Haaland, the first Native American to helm Interior, issued a pair of secretarial orders aimed at streamlining the process for amending place names, including the creation of a federal advisory committee to review and recommend changes.
"Racist terms have no place in our vernacular or on our federal lands. Our nation’s lands and waters should be places to celebrate the outdoors and our shared cultural heritage — not to perpetuate the legacies of oppression,” Haaland said in a statement.
Under Secretarial Order 3404, Haaland today declared "squaw" a derogatory term — noting its use as an "offensive ethnic, racial and sexist slur, particularly for Indigenous women" — and directed the creation of a 13-member Derogatory Geographic Names Task Force to identify and recommend new names for sites that include the term.
Haaland’s order highlights previous actions to strike offensive terms from federal sites, including then-Interior Secretary Stewart Udall’s decision in 1963 to remove a racist slur referring to Black people, resulting in the word "Negro" appearing in many place names instead.
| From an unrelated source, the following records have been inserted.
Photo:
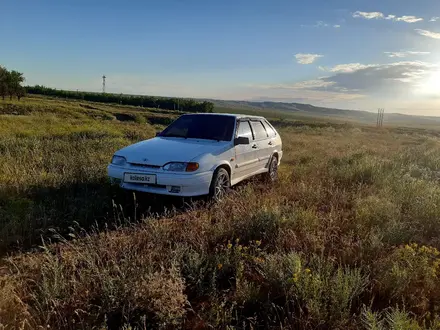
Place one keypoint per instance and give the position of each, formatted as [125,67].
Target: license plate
[139,178]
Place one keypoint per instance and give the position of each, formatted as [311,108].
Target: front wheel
[220,184]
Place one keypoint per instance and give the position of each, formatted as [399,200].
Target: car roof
[238,116]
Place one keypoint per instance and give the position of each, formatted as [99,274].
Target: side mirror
[241,140]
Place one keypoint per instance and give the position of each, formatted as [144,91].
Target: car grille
[145,166]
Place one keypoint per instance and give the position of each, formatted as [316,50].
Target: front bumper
[196,184]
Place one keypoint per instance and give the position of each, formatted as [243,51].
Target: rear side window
[244,130]
[259,130]
[269,130]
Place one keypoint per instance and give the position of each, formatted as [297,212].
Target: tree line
[186,105]
[10,83]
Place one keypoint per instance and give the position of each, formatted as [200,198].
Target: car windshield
[209,127]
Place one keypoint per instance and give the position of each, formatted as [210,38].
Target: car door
[246,156]
[262,142]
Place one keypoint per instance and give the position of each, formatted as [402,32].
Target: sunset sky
[347,54]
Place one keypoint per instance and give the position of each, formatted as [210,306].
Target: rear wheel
[220,184]
[272,174]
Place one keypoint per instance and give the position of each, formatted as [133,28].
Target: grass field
[348,238]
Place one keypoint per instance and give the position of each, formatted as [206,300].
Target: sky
[349,54]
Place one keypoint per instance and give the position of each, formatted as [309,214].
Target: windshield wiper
[174,135]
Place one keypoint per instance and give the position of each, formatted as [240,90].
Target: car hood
[159,150]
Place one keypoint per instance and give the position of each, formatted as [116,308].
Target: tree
[16,79]
[4,82]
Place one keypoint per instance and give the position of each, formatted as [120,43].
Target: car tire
[220,185]
[272,173]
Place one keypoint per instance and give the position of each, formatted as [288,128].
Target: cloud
[408,19]
[368,15]
[349,67]
[321,24]
[429,34]
[379,15]
[405,54]
[307,58]
[390,79]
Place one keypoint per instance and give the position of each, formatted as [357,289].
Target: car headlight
[118,160]
[181,167]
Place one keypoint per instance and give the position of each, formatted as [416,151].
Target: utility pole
[103,84]
[380,113]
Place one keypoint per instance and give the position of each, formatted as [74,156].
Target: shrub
[410,276]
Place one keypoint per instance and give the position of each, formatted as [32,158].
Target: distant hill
[314,111]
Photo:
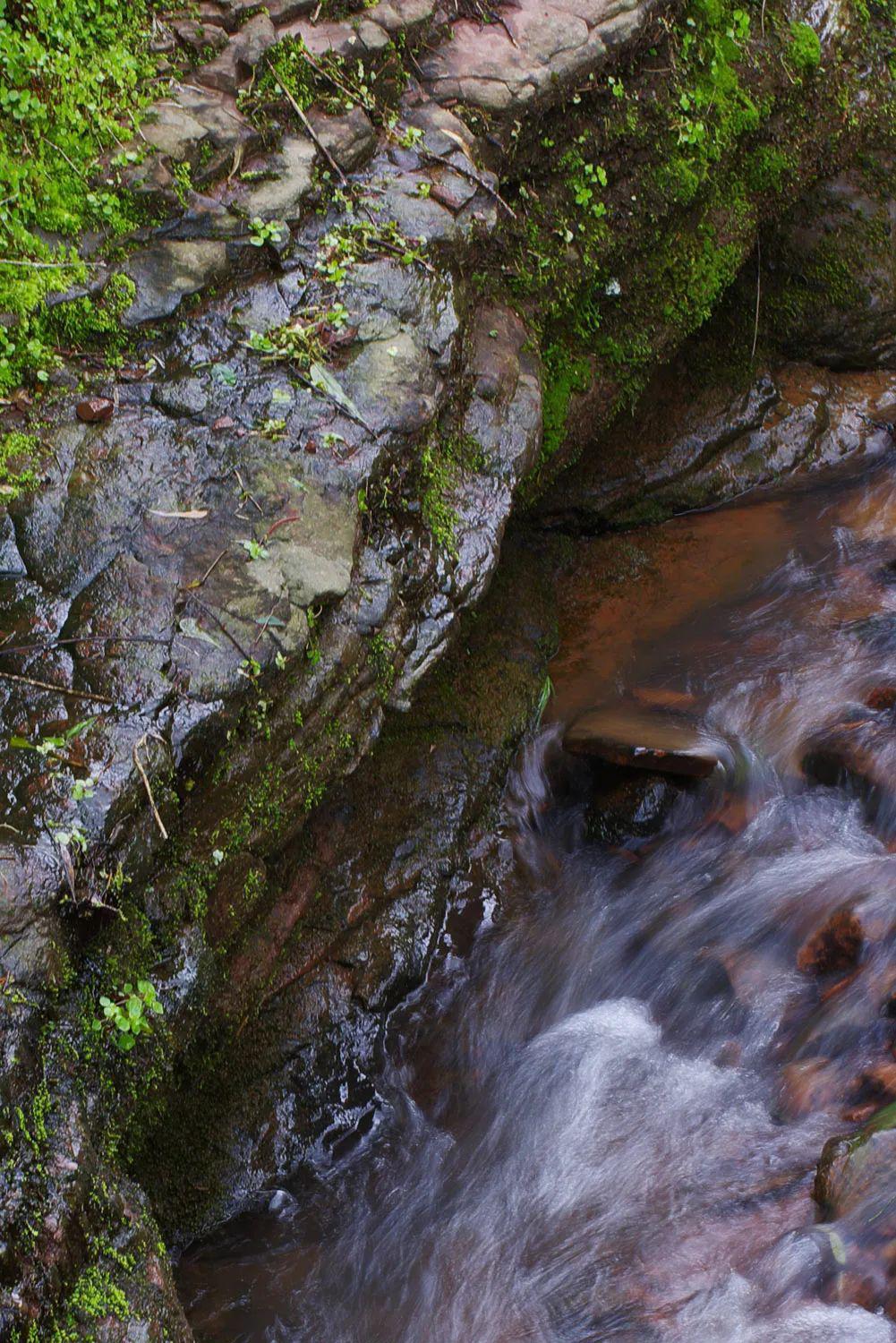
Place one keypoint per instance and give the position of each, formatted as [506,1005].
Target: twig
[74,168]
[755,330]
[246,492]
[469,175]
[282,521]
[309,128]
[325,74]
[58,689]
[212,566]
[220,625]
[145,778]
[83,638]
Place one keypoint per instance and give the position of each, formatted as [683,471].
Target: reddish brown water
[603,1125]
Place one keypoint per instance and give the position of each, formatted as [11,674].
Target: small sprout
[254,550]
[265,233]
[128,1014]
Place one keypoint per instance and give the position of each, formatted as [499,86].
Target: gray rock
[166,271]
[184,397]
[284,196]
[234,66]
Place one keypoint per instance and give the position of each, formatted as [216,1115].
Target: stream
[603,1123]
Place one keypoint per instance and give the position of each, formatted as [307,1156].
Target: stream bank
[254,569]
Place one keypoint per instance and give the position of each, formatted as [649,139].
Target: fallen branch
[58,689]
[145,778]
[466,172]
[311,131]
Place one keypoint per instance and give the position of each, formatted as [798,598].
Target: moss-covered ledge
[643,196]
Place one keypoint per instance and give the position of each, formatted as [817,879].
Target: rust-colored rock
[96,410]
[833,947]
[643,739]
[806,1087]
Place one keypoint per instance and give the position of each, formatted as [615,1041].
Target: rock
[836,945]
[199,126]
[832,266]
[201,38]
[697,445]
[96,410]
[882,698]
[856,1171]
[166,271]
[351,140]
[234,66]
[282,196]
[858,752]
[806,1087]
[183,397]
[542,48]
[644,740]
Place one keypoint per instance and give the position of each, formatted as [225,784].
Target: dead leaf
[187,512]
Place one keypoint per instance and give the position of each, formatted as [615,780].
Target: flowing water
[605,1122]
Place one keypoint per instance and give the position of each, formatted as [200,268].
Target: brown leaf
[96,410]
[187,512]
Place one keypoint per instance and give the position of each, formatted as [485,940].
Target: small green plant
[183,182]
[128,1014]
[263,233]
[306,338]
[18,458]
[255,550]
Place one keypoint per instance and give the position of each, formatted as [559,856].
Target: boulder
[629,735]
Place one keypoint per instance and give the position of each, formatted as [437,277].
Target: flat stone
[351,140]
[183,397]
[284,196]
[644,740]
[234,66]
[166,271]
[201,38]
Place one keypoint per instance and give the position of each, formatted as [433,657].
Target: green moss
[19,458]
[563,376]
[73,80]
[805,46]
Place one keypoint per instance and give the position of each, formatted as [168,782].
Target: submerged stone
[644,740]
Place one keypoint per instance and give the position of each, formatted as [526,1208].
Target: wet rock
[203,39]
[858,754]
[806,1087]
[166,271]
[858,1173]
[234,66]
[199,126]
[284,195]
[833,268]
[882,698]
[349,140]
[183,397]
[836,945]
[531,58]
[644,740]
[697,446]
[96,410]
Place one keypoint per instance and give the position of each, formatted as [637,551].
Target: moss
[73,81]
[93,321]
[19,459]
[565,375]
[805,46]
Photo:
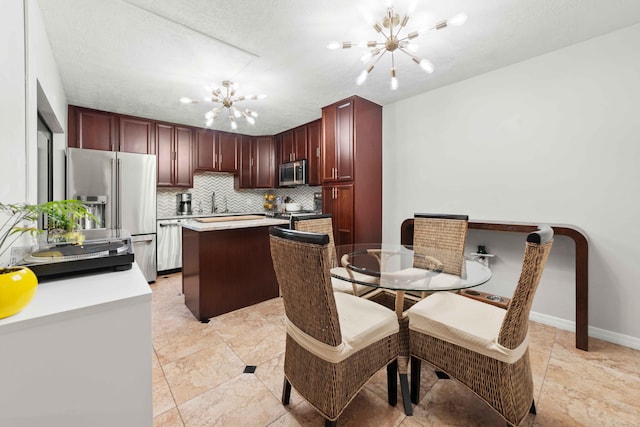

That replacement, now also offensive, is being replaced in many places (Greenwire, June 17, 2020).
"When referring to the pejorative term for ‘African-Americans’, Secretary Udall commented ‘[w]hatever the overtones of the word were in the past, unquestionably a great many people now consider it derogatory or worse,’" Haaland’s order states. "The time has come to recognize that the term ‘squaw’ is no less derogatory than others which have been identified and should also be erased from the National landscape and forever replaced."
The order likewise notes a 1974 decision from the Board on Geographic Names (BGN) — the federal body that reviews and votes on name changes — to substitute "Japanese" for sites that included a shortened version of the word often used as an insult (Greenwire, Sept. 22).
Haaland’s order starts a 300-day clock — including time for public comment and tribal consultation — for the naming board to issue a determination on those changes.
Under Secretarial Order 3405, Haaland also aims to more broadly review derogatory geographic names.
That order directs the National Park Service to create a "Federal Advisory Committee on Reconciliation in Place Names" tasked with setting up a process to more quickly replace offensive names on federal lands.
"By design, the BGN relies on individuals and community representatives to provide name-replacement proposals. The Federal Advisory Committee established pursuant to this Order will help facilitate development and review of these proposals," the order states.
The 17-member committee will include at least four citizens of Native American tribes; one member of a tribal organization; one member of a Native Hawaiian organization; four individuals with backgrounds in civil rights or race relations; four people with expertise in anthropology, cultural studies, geography or history; and three people who will "represent the general public."